In September 2019, 1.5 million people had their private data exposed in healthcare breaches, and this only relates to the incidents that were actually reported, meaning there were likely many more incidents. This is extremely worrying when you consider this is more than double when compared with August data. This shows just how rapidly the problem is scaling up.
We have also seen some massive, high-profile breaches this year. For example, 25 million patients saw their data breached due to an American Medical Collection Agency attack in early May. The parent company of AMCA has since filed for bankruptcy while the billing services vendor, Quest and LabCorp are facing a number of lawsuits and investigations.

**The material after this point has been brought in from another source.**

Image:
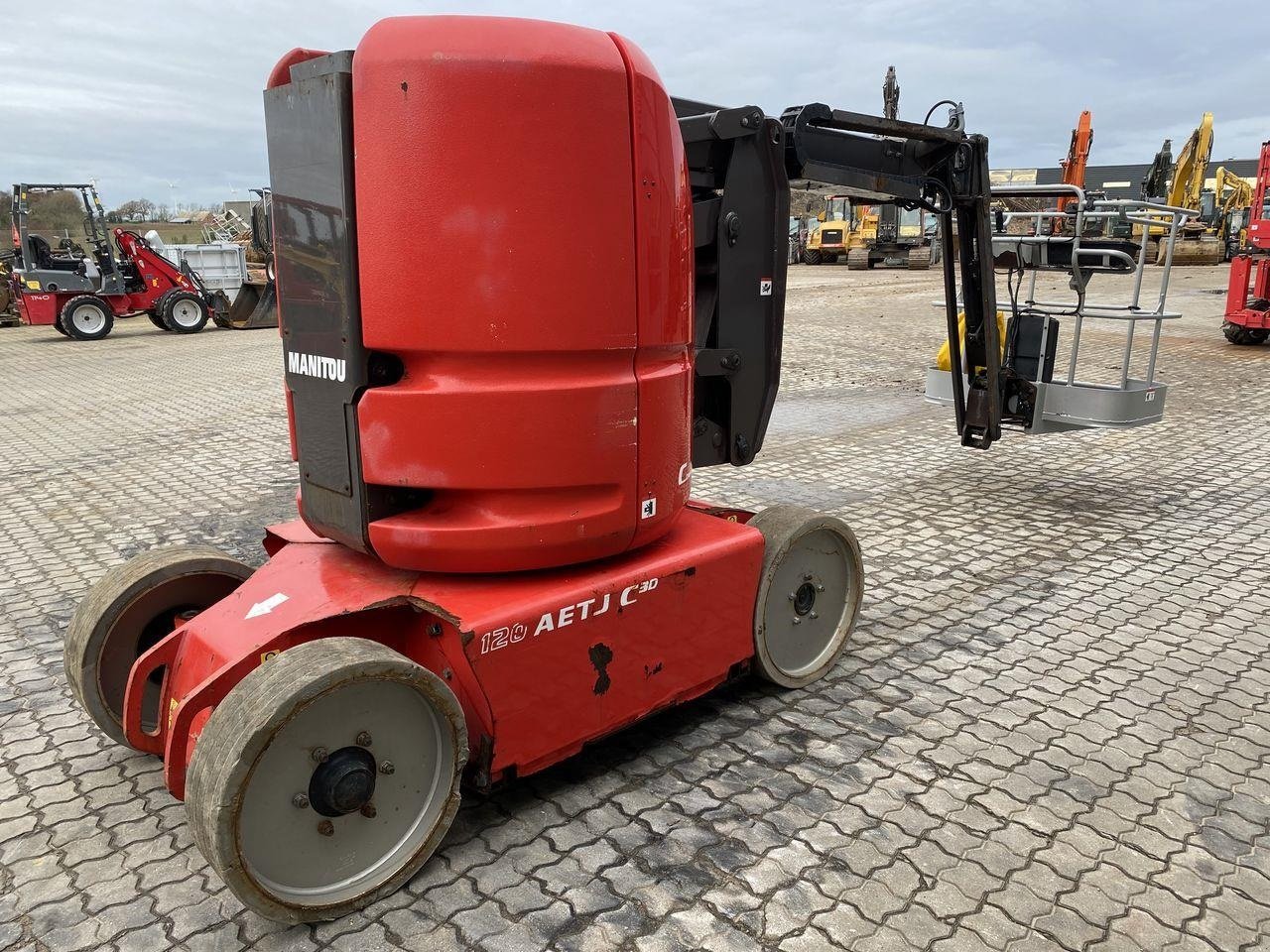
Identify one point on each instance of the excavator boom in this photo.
(1078, 155)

The University of Washington Medicine also experienced a breach in February due to a misconfigured server while Inmediata Health Group saw the personal data of 1.57 million patients breached in an incident that is still being investigated. These are just a few examples of many, which shows just how critical cybersecurity efforts are for modern healthcare organizations.
There are many different types of cyberattacks that are being launched, from phishing emails to ransomware. Ransomware campaigns at hospitals across the world have been particularly dangerous and damaging. This has caused patient care to be delayed and cost millions in ransoms paid. This is something the National Health Service (NHS) in the UK fell victim to, which caused them to have to cancel 19,000 appointments.

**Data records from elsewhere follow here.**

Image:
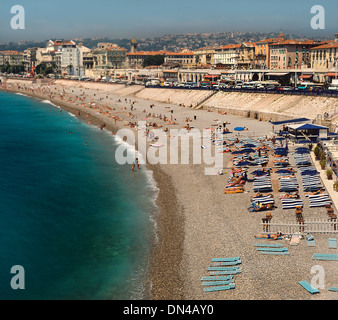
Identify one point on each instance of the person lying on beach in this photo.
(269, 236)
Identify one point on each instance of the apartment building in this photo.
(291, 54)
(227, 55)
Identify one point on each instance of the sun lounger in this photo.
(308, 287)
(269, 245)
(223, 268)
(325, 257)
(332, 243)
(219, 288)
(274, 253)
(228, 272)
(225, 259)
(258, 237)
(335, 289)
(215, 278)
(224, 264)
(283, 249)
(218, 283)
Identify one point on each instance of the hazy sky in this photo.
(147, 18)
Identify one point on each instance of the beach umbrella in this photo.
(250, 145)
(259, 173)
(284, 171)
(302, 151)
(247, 150)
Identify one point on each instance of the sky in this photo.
(67, 19)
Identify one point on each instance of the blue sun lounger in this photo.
(308, 287)
(332, 243)
(226, 272)
(218, 283)
(219, 288)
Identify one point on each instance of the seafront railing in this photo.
(311, 226)
(321, 93)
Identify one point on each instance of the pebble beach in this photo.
(197, 221)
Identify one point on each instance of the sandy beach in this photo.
(196, 220)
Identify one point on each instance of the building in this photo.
(134, 45)
(183, 59)
(204, 57)
(109, 56)
(324, 59)
(227, 55)
(245, 58)
(12, 58)
(291, 54)
(136, 59)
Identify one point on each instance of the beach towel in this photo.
(295, 240)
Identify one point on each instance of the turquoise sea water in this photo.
(79, 224)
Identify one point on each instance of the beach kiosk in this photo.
(307, 131)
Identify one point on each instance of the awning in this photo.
(290, 121)
(278, 74)
(211, 76)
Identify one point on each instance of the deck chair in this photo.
(219, 288)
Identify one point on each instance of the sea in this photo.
(79, 225)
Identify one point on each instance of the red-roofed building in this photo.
(291, 54)
(227, 55)
(136, 59)
(262, 51)
(183, 59)
(324, 58)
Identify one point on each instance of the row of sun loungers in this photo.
(222, 271)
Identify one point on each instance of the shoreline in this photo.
(168, 218)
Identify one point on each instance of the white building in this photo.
(227, 55)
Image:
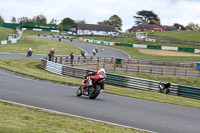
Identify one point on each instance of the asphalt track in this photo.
(148, 115)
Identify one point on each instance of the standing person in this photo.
(72, 58)
(94, 52)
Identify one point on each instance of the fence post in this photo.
(163, 71)
(138, 69)
(60, 60)
(56, 60)
(150, 70)
(186, 72)
(97, 66)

Consequences of Non-Compliance
There are many negatives consequences that can occur if healthcare organizations do not comply with the cybersecurity regulations that are in place, namely HIPAA, the Health Insurance Portability and Accountability Act, part of which aims to protect the private data of patients.
One of these consequences is a delay in patient care. Cyber attacks like Ransomware can tie up entire IT systems until a ransom is paid, leaving healthcare providers and their staff unable to access patient info and health records. Even if the ransom is paid, there is no guarantee that hackers will release the data, or steal it and sell it on the black market.

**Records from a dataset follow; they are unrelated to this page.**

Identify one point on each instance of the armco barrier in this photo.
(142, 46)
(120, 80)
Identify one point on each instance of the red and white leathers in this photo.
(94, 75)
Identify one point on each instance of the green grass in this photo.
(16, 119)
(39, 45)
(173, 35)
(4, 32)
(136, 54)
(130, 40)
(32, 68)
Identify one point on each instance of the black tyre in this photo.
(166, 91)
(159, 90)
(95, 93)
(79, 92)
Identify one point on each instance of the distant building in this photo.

Another consequence is a a major blow to a provider’s reputation. According to HIPAA law, healthcare providers are required to inform patients about data breaches, which will become public knowledge, possibly hurting the reputation of the provider. It’s no surprise that many healthcare businesses have found that patients have moved on and found other practices after a data breach. After all, incidents like this can severely damage trust.
And finally, providers can face steep legal penalties and fines, especially if they are found to be willfully out of compliance or negligent in their data security practices.
Deploying Cybersecurity Resources
Many healthcare providers in the U.S. don’t have the technical expertise nor the time required to properly manage and protect their patient’s data. That is why many providers outsource this management to a local Managed IT Service provider who specializes in HIPAA compliance. Outsourced IT Services offload data security tasks to a team of local IT professionals, providing peace-of-mind for medical providers who have previously lacked the resources to secure their data properly. Even with these available resources, some healthcare providers choose to not comply. “While adding these IT resources surely come at a cost, our medical provider clients know the risks of data breach are huge, making the added cost worth it,” says Kallie Johnson of adNET Technology Management, a Managed IT Service Provider in Chicago, Illinois. “Cyber threats will continue to be a risk for healthcare offices, but there are resources available to mitigate those risks substantially.” she continues.